In 2025, companies in energy, utilities and resources (EUR) found themselves navigating daily news developments. Leaders are accustomed to laying out long-term strategies based on distant time horizons, involving materials extraction, intrastate infrastructure, and heavy equipment, all at massive scale. But sudden trade and regulatory pressures are accelerating radical shifts in strategy—from responding to skyrocketing electricity demand to rapidly scaling rare earth production—heightening urgency and elevating the stakes for both boards and management.
And neither the pressures nor the pace look likely to lessen in the coming year:
With more regulatory and demand disruption on the horizon, along with an ongoing digital transformation effort across the industry, EUR boards are being called to lead transformation, not just oversee it. This heightened level of engagement demands sharper governance, agility, and vision in the next year and beyond.
Directors in our 2025 Annual Corporate Directors Survey are more concerned than ever about their board colleagues underperforming, as external pressures mount and governance demands intensify. More directors than ever before now say someone on their board should be replaced. EUR directors share this sentiment, but they continue to focus on seeking traditional skill sets. Additionally, many EUR directors expressed concern about a lack of necessary capital to execute on their companies’ strategies, and they reported fewer boardroom discussions on climate change.
In 2025, 85 directors serving on boards of public EUR companies participated in our survey, accounting for 13% of all respondents. Here’s what we learned:
Directors in our survey on EUR companies are most likely to say they expect to add industry and operational expertise to their boards over the next year when compared to directors overall. They are also the least likely to be adding technology or AI skills to their boards.
When boards continue to prioritize the same industry and operational skill sets, the director talent pool narrows—potentially limiting access to fresh perspectives and the capabilities needed to oversee emerging risks and transformation.
In 2025, we asked a survey question to better understand the greatest internal barriers to companies’ future growth. Responses from all directors were varied—from not allocating enough resources to growth areas to lacking the right talent. But EUR directors stood out: they were by far the most likely industry to cite lacking the necessary capital to fund growth initiatives. One-third of EUR directors say this is their company’s greatest barrier—more than double the share of directors overall who say the same.
Companies may be trying to address these needs through M&A. Across energy and utilities, dealmaking is being shaped by heightened capital discipline and a sharper focus on capital efficiency—driving consolidation and portfolio actions aimed at strengthening balance sheets and funding priority investments.

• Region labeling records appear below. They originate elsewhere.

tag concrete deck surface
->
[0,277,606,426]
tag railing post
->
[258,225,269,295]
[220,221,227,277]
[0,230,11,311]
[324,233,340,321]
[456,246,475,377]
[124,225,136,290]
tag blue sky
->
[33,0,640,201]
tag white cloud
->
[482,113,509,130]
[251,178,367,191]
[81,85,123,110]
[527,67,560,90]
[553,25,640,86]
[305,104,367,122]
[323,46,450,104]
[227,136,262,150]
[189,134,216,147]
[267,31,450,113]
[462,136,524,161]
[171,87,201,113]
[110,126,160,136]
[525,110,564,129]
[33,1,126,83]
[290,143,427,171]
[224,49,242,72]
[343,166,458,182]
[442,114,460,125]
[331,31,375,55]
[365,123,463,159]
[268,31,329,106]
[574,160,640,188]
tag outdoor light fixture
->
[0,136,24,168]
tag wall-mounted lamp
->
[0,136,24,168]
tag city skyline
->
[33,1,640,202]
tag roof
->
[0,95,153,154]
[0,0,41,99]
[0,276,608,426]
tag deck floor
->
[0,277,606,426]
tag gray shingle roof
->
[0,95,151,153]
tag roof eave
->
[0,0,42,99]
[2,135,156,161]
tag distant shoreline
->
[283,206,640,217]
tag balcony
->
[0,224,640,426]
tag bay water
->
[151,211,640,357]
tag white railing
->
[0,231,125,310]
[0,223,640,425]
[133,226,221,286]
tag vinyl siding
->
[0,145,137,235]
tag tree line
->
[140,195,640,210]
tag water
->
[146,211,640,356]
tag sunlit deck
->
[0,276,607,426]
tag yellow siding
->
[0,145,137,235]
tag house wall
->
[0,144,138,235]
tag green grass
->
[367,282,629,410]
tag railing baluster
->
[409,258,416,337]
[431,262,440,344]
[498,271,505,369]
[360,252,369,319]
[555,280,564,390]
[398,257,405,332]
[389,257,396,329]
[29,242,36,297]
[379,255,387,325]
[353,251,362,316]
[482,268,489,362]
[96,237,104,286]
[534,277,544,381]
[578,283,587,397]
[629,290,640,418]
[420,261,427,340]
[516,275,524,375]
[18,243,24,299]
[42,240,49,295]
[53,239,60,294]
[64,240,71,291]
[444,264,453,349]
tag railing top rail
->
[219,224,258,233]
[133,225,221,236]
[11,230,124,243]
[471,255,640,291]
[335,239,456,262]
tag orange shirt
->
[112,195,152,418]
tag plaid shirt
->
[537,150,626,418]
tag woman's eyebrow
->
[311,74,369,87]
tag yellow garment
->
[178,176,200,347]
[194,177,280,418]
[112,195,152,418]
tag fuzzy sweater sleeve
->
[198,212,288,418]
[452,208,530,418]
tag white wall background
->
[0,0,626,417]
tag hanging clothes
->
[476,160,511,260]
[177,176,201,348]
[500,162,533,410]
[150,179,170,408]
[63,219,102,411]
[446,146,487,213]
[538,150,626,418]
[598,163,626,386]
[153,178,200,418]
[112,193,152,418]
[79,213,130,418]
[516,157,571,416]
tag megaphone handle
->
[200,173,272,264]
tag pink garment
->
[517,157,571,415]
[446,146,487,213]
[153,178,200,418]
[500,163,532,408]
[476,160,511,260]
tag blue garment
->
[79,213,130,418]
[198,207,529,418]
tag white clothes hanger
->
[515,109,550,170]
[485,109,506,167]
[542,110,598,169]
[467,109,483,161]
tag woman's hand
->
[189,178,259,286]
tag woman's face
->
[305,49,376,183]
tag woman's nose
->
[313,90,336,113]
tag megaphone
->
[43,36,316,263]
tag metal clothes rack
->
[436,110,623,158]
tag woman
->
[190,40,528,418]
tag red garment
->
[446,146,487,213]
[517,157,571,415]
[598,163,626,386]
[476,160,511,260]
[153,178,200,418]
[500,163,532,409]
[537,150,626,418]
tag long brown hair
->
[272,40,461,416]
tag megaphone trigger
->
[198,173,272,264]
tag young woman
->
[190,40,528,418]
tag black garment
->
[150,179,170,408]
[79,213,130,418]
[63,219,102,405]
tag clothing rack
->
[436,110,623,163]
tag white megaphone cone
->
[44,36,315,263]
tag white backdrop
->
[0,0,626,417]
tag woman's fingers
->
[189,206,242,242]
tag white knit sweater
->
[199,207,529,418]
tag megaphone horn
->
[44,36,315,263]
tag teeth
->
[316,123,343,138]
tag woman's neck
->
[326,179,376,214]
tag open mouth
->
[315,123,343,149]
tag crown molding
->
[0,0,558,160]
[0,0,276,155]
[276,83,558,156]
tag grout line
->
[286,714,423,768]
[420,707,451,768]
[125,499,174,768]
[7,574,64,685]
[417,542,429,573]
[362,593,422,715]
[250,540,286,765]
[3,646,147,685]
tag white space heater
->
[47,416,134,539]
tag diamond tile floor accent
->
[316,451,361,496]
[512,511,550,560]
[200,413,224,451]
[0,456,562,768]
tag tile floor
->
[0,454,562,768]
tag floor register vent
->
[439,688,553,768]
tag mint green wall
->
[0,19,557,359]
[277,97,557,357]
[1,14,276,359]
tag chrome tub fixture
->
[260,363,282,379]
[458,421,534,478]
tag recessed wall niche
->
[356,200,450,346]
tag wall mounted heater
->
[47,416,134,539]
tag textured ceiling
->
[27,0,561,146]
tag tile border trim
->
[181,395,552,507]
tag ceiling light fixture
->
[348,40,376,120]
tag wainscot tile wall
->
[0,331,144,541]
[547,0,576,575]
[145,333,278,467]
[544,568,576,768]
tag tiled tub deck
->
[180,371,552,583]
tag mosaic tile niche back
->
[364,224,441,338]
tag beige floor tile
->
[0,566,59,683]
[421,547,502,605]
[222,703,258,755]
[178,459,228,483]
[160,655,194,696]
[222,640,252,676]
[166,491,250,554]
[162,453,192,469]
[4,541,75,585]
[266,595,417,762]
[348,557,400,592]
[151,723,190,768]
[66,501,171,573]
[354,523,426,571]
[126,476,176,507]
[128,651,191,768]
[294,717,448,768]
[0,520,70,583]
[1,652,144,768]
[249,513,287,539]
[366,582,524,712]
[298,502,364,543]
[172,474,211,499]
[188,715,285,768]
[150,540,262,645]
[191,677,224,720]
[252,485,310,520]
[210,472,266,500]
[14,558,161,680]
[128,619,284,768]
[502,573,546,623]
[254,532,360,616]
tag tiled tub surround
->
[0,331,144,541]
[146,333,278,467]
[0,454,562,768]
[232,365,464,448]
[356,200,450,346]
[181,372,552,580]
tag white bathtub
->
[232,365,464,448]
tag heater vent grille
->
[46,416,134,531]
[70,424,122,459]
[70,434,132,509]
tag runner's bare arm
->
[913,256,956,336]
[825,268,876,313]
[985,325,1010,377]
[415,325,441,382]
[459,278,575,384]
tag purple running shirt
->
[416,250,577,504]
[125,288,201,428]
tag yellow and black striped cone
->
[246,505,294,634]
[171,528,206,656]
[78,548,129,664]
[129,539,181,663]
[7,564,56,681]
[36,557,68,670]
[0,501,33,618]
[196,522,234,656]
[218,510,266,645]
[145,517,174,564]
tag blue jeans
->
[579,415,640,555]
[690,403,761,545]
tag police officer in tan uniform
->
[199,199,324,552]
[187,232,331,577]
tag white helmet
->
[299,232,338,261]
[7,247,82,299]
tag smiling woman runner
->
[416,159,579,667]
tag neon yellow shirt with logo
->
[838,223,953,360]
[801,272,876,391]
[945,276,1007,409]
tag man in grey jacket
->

EUR directors report engaging with shareholders more frequently than directors overall. Yet they are the least likely to say those interactions have led to any concrete action, such as increasing board discussion of key topics, enhancing public disclosures, revising governance policies or succession plans, or making changes to executive compensation or strategy.
Companies that listen but remain largely unresponsive to shareholder input may limit their access to additional capital—and may even invite potential activists. Investors still place significant weight on sustainability, climate transition, and broader ESG performance in their allocation decisions. As an example, 84% of investors globally believe companies should maintain their investment in climate adaptation, or increase it.
EUR companies, by the nature of their businesses, typically pay more attention to climate-related issues than companies in most other sectors. They run carbon-intensive, capital-heavy operations that sit squarely in the sights of regulators and carbon-pricing systems, and many of their assets—power plants, grids, pipelines, and mines—are exposed to storms, heatwaves, and other physical risks.
Even so, there was a significant decrease this year in those who say their boards discussed climate change more than once in the past year.
Board refreshment is top of mind for many EUR directors who know they need the right mix of skills to move their companies into the future. Shifting trade policies and where investors choose to deploy capital also pose real challenges for EUR companies, but the road ahead will likely present opportunities to gain a competitive advantage by enhancing governance practices. Where does your board stand?